Netflix to ship final DVDs by mail

Netflix envelopes sit in a bin with other mail at the San Francisco Post Office sort facility on October 24, 2011 in San Francisco, California.
Netflix envelopes sit in a bin with other mail at the San Francisco Post Office sort facility on October 24, 2011 in San Francisco, California. Photo credit (Photo by Justin Sullivan/Getty Images)

Today, the final Netflix DVD envelope will go out, marking an end to the service that launched the business that became a streaming giant and changed the entertainment industry.

“On September 29th, 2023, we will send out the last red envelope. It has been a true pleasure and honor to deliver movie nights to our wonderful members for 25 years. Thank you for being part of this incredible journey, including this final season of red envelopes,” said the company in an X post earlier this year.

In April, Netflix announced that it would wind down its DVD mail service. It said that part of its business continues to shrink.

After around a decade of offering DVD rentals via the mail, Netflix started its streaming service in 2007.

“Netflix is introducing a service to deliver movies and television shows directly to users’ PCs, not as downloads but as streaming video, which is not retained in computer memory,” explained The New York Times that year. “The service, which is free to Netflix subscribers, is meant to give the company a toehold in the embryonic world of Internet movie distribution.”

According to Fortune, the first DVD shipped by the company was a copy of Tim Burton’s 1988 film “Beetlejuice” in 1998, when most people headed to Blockbuster or Hollywood video for their rentals. However, the outlet said that Netflix’s founders always planned to sunset the service.

“From Day One, we knew that DVDs would go away, that this was transitory step,” co-founder Marc Randolph said, according to Fortune. “And the DVD service did that job miraculously well. It was like an unsung booster rocket that got Netflix into orbit and then dropped back to earth after 25 years. That’s pretty impressive.”

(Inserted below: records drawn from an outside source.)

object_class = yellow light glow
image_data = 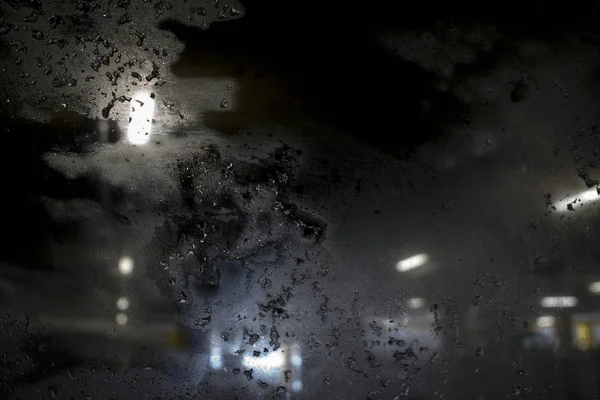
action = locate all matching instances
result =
[127,92,155,145]
[117,297,129,311]
[396,254,429,272]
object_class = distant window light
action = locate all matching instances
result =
[119,256,133,275]
[541,296,577,308]
[554,187,600,213]
[396,254,429,272]
[590,282,600,294]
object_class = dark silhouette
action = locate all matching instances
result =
[0,110,128,269]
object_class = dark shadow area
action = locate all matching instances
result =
[0,106,127,269]
[161,2,466,155]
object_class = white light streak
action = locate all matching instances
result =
[396,254,429,272]
[541,296,577,308]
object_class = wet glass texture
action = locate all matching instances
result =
[0,0,600,400]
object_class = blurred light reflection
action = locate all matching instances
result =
[119,256,133,275]
[396,254,429,272]
[555,187,600,212]
[407,297,425,310]
[117,297,129,311]
[541,296,577,308]
[242,352,285,371]
[589,282,600,294]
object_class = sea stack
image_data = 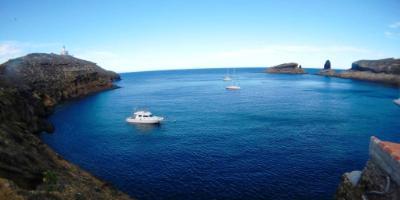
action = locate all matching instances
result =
[266,63,305,74]
[317,60,336,76]
[336,137,400,200]
[0,53,130,200]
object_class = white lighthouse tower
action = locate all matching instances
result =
[60,45,69,56]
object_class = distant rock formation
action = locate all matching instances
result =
[324,60,331,70]
[317,60,336,76]
[0,54,129,199]
[319,58,400,87]
[266,63,305,74]
[336,137,400,200]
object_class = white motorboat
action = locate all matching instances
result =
[224,69,232,81]
[126,110,164,124]
[393,98,400,106]
[224,76,232,81]
[225,69,240,90]
[225,85,240,90]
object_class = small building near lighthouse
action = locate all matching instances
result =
[60,46,69,56]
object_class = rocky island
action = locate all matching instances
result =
[318,60,336,76]
[0,53,130,200]
[319,58,400,87]
[266,63,305,74]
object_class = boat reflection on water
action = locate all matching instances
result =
[132,124,161,133]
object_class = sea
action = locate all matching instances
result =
[41,68,400,200]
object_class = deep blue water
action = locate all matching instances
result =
[42,68,400,200]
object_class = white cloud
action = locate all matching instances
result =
[0,42,390,72]
[389,21,400,28]
[0,42,23,63]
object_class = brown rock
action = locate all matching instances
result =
[266,63,305,74]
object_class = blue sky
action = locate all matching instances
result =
[0,0,400,72]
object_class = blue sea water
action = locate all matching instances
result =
[41,68,400,200]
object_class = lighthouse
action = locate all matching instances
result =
[60,45,69,56]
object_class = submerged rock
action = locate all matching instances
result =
[0,54,129,199]
[266,63,305,74]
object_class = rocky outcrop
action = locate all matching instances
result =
[0,54,129,199]
[324,60,331,70]
[336,137,400,200]
[319,58,400,87]
[317,60,336,76]
[266,63,305,74]
[351,58,400,75]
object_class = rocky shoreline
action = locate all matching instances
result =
[0,54,130,200]
[336,137,400,200]
[318,58,400,87]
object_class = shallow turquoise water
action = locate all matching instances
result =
[42,68,400,199]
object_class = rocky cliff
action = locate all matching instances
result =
[0,54,129,199]
[336,137,400,200]
[319,58,400,87]
[266,63,305,74]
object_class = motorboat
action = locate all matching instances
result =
[225,85,240,90]
[225,69,240,90]
[126,110,164,124]
[224,76,232,81]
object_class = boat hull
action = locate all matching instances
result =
[126,117,164,124]
[226,85,240,90]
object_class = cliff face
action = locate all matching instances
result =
[351,58,400,75]
[318,58,400,87]
[336,137,400,200]
[0,54,129,199]
[266,63,305,74]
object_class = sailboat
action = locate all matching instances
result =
[224,69,232,81]
[393,88,400,106]
[225,69,240,90]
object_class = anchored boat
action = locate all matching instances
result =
[126,110,164,124]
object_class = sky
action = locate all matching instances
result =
[0,0,400,72]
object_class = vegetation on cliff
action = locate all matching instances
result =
[318,58,400,87]
[0,54,129,199]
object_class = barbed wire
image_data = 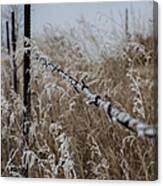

At first, Netflix offered existing movies and TV shows to its subscribers via streaming. Then, it started producing its own content in 2012 with “Lillehammer”.

“A seminal moment in Netflix history began in a recording studio by the North Sea. Bergen is where Norwegian creators Eilif Skodvin and Anne Bjørnstad approached Stevie Van Zandt about a show they wrote for him set in a small Norwegian town called Lillehammer,” said Ted Sarandos, Co-CEO and Chief Content Officer of Netflix, in a blog post about the origins of the show starring the E Street Band member. “A few months later, having heard that Netflix was looking for original content, I got a call directly from Stevie, who wanted to send us the series.”

Since then, Netflix productions have won awards and become top-rated shows.

As of this July, Netflix had an estimated 238.4 million subscribers globally, per TechCrunch. Netflix’s impact on the entertainment industry has even been blamed for the recent Hollywood writer’s strike, according to Axios.